The girls stared at us, gaping. I didn’t know what to do.

“It’s okay,” the guy said to them, his voice hushed as we walked past. “Keep it quiet. We’ll have a meeting later.”

“Tapti was one of them,” I whispered to Jane once we had moved past the washroom. “Like …” I stammered for a moment.

“Like me,” she said, her eyes on the road.

I nodded, uncomfortable. “But I don’t think Shelly was. She wasn’t fighting against us last night.”

“They went one at a time.” Her voice sounded pained. “As they were needed.”

“What does that mean?”

“The Shelly you knew was a robot. She just hadn’t popped yet.”

The guy shot back an angry look. We were being too loud.

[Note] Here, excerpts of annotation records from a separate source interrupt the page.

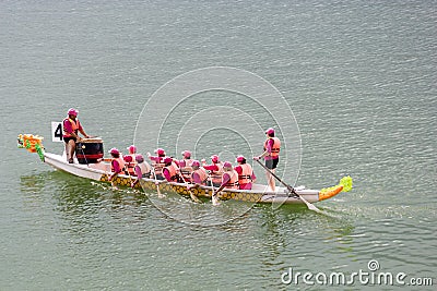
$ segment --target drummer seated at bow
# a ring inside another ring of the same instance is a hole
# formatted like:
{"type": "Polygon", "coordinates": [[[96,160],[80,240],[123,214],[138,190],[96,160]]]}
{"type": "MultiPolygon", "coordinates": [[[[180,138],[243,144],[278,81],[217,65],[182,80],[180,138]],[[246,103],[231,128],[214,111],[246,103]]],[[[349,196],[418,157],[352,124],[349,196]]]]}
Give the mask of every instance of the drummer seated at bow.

Jane stood closer to me, her voice barely a whisper. “Most of the robots popped at the fence.”

“What’s ‘popped’?”

“It’s when the link between us and the robot is broken, and someone else takes control.”

I nodded slowly. I’d seen it happen—the blank look on Mason’s face when he attacked Becky, and when Carrie shot Oakland. They suddenly weren’t themselves anymore.

In my arms, I could feel Becky’s muscles tense and then relax again. It wasn’t much, but I took it as a promising sign. She wasn’t completely gone.

“Where are we going?” I asked. The road was dipping down into a dense row of trees.

“It’s safer on the other side of the stream,” she said. “Warmer, too.”

I bent my neck, my head touching Becky’s. “We’re almost there,” I whispered. “You’re going to be okay.”

She didn’t respond.

The trees were hiding a small creek, maybe fifteen feet wide, and shallow. There was no bridge, just a ford, and the water wasn’t entirely frozen over.

Jane ran across it easily, hopping from stone to stone like it was second nature. Carrying Becky, I didn’t dare attempt balancing on the slippery rocks, and stepped through the icy water. It was only a few inches deep—just enough to seep into my shoes—but it sent shivers up my legs.

Jane paused at the edge of the trees and I caught up with her. Mouse and the guy were twenty yards ahead of us, continuing up the dirt road.